Louisville, Pittsburgh and Connecticut helped the league that was created decades ago for hoops become the first conference to earn three No. 1 seeds in the NCAA Tournament.
North Carolina, the regular-season Atlantic Coast Conference champion, was the other top seed.
Still, the headlines on Selection Sunday belonged to the Big East, the league that gave us Patrick Ewing and John Thompson, one of the game’s biggest upsets (Villanova over Georgetown in 1985) and one of its greatest games (Syracuse over UConn in six overtimes just last week).
The coup of placing three teams on the top line comes 24 years after the Big East became the first league to get three teams in the Final Four — Georgetown, Villanova and St. John’s.
So much has changed since then. And so much has stayed the same.
“It speaks volumes for what it means to win the Big East,” said Louisville coach Rick Pitino, whose Cardinals are the tournament’s overall top seed and will play in the Midwest.
The Cardinals (28-5), winners of the regular-season and conference championships in the nation’s top-ranked conference, will open against the winner of an opening-round game Tuesday between Alabama State and Morehead State.
The rest of the tournament starts Thursday and Friday.
The Final Four is scheduled for Ford Field in Detroit on April 4 and 6. Last year, all four No. 1 teams made it to the Final Four. But Pitt (East), Carolina (South) and UConn (West) all know its called March Madness for a reason — things rarely go to form.
So, time to break out the brackets, sharpen some pencils and pay into an office pool (or two).
Maybe do a little griping here and there.
Among the aggrieved: Duke and Memphis, both overlooked in the quest for top seeding, settling for No. 2 seeds despite winning their conference tournaments. Memphis is often downgraded for playing in the less-than-stellar Conference USA, but John Calipari’s team proved people wrong last year, making it to the national title game.
“I know people in the city are mad,” he said. “That’s OK. Good karma, good will.”
At least they’re in the big show.
Penn State, San Diego State and St. Mary’s were among those left out despite some impressive credentials. St. Mary’s went 26-6 but lost by 25 to Gonzaga in its conference tournament final.
“I was hoping common sense prevailed,” coach Randy Bennett said. “Using common sense, we’re one of the top 34 (at-large) teams.
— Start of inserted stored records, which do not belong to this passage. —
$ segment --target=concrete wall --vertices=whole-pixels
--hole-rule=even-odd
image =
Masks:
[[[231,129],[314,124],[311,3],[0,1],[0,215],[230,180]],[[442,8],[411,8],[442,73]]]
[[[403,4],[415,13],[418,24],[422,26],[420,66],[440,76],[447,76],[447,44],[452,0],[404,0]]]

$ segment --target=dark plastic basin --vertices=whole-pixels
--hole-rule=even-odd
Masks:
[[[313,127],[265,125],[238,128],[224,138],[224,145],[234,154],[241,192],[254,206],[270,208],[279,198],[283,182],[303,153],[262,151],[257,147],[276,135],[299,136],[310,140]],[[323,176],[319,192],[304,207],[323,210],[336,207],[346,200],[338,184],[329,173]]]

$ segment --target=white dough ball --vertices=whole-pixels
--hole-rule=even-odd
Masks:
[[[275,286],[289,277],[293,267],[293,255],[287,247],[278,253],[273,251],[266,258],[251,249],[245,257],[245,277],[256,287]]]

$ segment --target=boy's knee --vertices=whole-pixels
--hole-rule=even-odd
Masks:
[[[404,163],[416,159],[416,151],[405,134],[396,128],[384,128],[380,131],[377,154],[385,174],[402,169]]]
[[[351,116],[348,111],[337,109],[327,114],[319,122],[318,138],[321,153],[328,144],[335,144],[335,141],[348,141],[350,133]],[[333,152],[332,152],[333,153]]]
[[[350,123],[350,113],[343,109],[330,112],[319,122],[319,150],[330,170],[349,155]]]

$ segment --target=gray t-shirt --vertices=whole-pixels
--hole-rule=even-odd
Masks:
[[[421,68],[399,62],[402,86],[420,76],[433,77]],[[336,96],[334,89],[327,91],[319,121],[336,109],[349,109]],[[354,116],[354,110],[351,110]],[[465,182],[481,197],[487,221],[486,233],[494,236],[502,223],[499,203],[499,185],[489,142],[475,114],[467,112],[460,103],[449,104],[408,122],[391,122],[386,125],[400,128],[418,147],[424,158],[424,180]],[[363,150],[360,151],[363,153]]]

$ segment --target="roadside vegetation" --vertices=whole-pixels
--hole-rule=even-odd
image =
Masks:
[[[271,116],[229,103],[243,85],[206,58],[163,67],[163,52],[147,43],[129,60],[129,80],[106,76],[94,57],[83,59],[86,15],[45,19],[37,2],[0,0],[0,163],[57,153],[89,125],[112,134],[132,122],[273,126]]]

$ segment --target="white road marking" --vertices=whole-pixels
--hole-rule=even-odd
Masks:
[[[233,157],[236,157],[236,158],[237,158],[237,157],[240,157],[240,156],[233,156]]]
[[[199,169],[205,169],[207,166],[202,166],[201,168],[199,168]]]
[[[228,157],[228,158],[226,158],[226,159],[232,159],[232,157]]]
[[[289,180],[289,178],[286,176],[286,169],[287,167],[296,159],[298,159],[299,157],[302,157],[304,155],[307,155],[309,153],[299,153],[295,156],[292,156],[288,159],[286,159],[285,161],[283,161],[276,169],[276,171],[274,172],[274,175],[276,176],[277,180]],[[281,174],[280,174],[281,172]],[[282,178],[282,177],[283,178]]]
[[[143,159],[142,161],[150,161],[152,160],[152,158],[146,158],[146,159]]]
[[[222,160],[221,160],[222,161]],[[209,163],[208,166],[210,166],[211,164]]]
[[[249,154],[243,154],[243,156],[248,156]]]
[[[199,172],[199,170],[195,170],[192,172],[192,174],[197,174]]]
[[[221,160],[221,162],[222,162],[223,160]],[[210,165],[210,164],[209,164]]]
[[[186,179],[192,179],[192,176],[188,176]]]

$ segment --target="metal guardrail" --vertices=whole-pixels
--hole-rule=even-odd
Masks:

This was the best team we’ve ever had, so it’s just disappointing to be in this situation.”
Feeling much differently was Arizona, which extended its NCAA-leading streak of tournament appearances to 25.
But this one might be the most hotly debated. The Wildcats finished 19-13 and were all but written off after a first-round loss in the Pac-10 tournament.
“They beat UCLA, they beat Gonzaga, they beat us,” said Washington coach Lorenzo Romar, whose team won the Pac-10 regular-season title. “I think people missed the boat on our conference this year. The selection committee understood the Pac-10 is better than people thought.”
Not surprisingly, the Big East also tied for the lead with seven teams in the tournament, along with the ACC and Big Ten.
The so-called mid-major conferences have gone from nine at-large bids in 2005 to four this year.
Besides St. Mary’s, Creighton got left out, as did New Mexico, UNLV and San Diego State, all from the Mountain West.